Well that’s what I’m going to be discussing when I go to Singapore later this year.
Yes I’m excited to have been invited to be part of the Asian Festival of Children’s Content in June and I’ll be hopping on a (not Qantas) plane to see the beautiful garden city.
I’m doing a panel on June 2 with fellow authors Payal Dhal and Sally Gardner talking about the ins and outs of writing science fiction for young adults. We will probably also discuss the future of YA and trends over the past decades.
It’s a topic that’s close to my heart because I’ve been hearing around the traps that dystopia is dead and ‘sick lit’ is the new big thing ; as in ill teens and broken hearted love, think John Green’s The Fault in Our Stars which has (and quite rightly) been a massive best seller. Well done John on your beautiful book
But…… much of the talk of the death of dystopia is coming from publishers and agents – and some book sellers – and I’m wondering what readers think.
Are you over the dystopia? Have the likes of the Hunger Games and Divergent and the movie franchises sucked the life out of the genre and you hunger now for different world?

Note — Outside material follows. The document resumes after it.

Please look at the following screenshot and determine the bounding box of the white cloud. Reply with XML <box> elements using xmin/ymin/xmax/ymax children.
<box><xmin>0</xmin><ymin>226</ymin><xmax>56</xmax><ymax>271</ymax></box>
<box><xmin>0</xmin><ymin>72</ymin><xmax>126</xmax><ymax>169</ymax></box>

I’m not convinced, but perhaps I’m grasping at straws because Rosie Black is dystopian and I don’t want to see a genre I love so much die. There are so many wonderful stories that are dystopian.
Perhaps it is the too familiar setting of a totalitarian futuristic world where a group of teens must overturn the status quo that has become too common place that it no longer holds interest. Maybe we need fewer female warriors with the token boy love interest to be replaced by a more complicated relationship where girl and boy are equal in their struggle. I’m sure there are books out there with that. Julianna Baggott’s books for example.
I think a big part of it could be that agents, and editors, are just sick to death of reading pile after pile of dystopian YA and can no longer see the wood for the trees, and possible don’t want to. I mean if you’re forced to eat nothing but chocolate cake day in and out for eons, then even if you love it you’re going to get very, very sick of it after a while. I’m not surprised many of them have dystopian fatigue – but does that mean readers do as well?
I still think that what readers want is a good story and characters they can love, people they want to know and cheer for. What we need is just to work harder on that and wring out our hearts and blood and tears creating stories that resonate and connect regardless of which world they are in.